It’s no accident that the worst economic depression and financial crisis since the Great Depression were caused by deregulation that dismantled many of the protections put in place after the Great Depression. In a report entitled The Cost of the Crisis: $20 Trillion and counting, Better Markets, a nonprofit designed to support financial regulatory reform, tabulated the cost of the crisis on the economy and the American people on the fifth anniversary of the passage of Dodd-Frank regulatory reform legislation.
While the stock market has recovered the ground lost during the financial crisis, the real economy is still stuck in neutral. Millions of Americans are unemployed or underemployed, and hundreds of thousands have lost homes due to foreclosures. According to the report, the costs to the economy caused by the crisis include:
- $800 billion stimulus bill passed by Congress
- $15 billion in completed foreclosures
- $116 billion decrease in small business lending
- $2.8 trillion decrease in value of 401(k) plans and IRAs
- $24 billion decrease in government research and development spending
The deregulation of the late 1990s and early 2000s fueled a rise in risk-taking behavior by Wall Street banks and other financial institutions that led to the financial crisis.
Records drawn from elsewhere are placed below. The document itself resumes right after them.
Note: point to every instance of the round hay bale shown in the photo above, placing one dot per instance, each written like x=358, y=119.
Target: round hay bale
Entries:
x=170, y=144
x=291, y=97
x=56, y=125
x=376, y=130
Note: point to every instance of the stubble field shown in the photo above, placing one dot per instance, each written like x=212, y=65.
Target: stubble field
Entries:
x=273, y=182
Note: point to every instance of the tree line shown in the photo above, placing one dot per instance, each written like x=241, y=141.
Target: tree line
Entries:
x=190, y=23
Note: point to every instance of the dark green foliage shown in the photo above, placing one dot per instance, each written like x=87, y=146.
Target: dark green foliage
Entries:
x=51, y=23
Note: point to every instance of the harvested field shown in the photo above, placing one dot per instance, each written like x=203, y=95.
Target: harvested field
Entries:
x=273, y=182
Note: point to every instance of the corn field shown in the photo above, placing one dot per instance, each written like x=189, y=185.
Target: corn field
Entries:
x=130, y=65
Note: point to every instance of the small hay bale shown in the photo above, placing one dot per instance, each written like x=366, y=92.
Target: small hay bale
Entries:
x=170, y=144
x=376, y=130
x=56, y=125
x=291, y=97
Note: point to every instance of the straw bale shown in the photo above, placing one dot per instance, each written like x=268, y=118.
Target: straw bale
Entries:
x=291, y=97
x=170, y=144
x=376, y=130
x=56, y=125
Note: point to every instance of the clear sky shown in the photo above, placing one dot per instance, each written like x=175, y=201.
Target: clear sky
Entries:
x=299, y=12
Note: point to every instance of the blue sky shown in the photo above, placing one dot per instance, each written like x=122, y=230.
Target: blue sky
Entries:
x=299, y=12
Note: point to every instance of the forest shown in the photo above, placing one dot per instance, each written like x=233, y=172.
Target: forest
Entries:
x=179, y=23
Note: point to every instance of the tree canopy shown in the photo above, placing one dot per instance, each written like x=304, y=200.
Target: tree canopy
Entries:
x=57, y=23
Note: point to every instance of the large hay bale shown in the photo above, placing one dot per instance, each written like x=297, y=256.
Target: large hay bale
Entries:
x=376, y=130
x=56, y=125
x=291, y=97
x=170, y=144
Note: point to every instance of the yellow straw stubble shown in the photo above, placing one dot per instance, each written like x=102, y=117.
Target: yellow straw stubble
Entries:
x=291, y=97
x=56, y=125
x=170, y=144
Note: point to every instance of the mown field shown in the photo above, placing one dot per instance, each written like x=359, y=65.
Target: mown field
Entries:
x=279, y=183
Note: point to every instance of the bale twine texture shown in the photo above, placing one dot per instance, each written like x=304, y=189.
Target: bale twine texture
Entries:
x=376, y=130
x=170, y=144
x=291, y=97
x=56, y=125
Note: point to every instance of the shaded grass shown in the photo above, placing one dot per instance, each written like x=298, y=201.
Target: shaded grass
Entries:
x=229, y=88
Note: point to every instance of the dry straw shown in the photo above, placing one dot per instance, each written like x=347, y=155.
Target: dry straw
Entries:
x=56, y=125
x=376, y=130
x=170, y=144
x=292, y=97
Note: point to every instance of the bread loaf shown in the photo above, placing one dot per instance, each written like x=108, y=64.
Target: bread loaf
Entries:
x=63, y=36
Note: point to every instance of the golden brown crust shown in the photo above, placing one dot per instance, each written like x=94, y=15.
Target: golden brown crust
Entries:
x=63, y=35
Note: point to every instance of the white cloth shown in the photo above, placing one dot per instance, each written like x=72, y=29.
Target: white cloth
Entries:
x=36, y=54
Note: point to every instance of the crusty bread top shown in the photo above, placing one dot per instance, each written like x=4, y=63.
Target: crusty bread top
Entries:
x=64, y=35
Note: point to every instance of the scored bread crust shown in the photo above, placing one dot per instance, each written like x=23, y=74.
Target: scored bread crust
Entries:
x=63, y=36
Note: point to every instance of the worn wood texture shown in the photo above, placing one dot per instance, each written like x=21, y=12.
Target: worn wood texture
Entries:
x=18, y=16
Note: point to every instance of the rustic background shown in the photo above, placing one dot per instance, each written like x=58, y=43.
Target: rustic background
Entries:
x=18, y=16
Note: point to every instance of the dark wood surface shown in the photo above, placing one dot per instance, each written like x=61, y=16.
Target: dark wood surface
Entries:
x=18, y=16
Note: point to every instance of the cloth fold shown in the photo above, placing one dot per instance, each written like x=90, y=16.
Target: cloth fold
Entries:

It’s no accident that Wall Street’s share of total domestic corporate profits rose from less than 10 percent in the last 1940s to just over 40 percent before the financial crisis.
Following the financial crisis, the vast majority of too big to fail banks were either directly or indirectly bailed out by the government, rather than being allowed to go bankrupt. The incredibly costly recovery from the bank-inspired crisis has been borne by the taxpayers.
The lack of accountability surround the crisis is mind-boggling. It behooves us to ensure that the regulations that have been passed since the crisis to re-regulate Wall Street are not watered down, ignored or unenforced. Otherwise, it’s almost certain that another, similar crisis will occur in the future.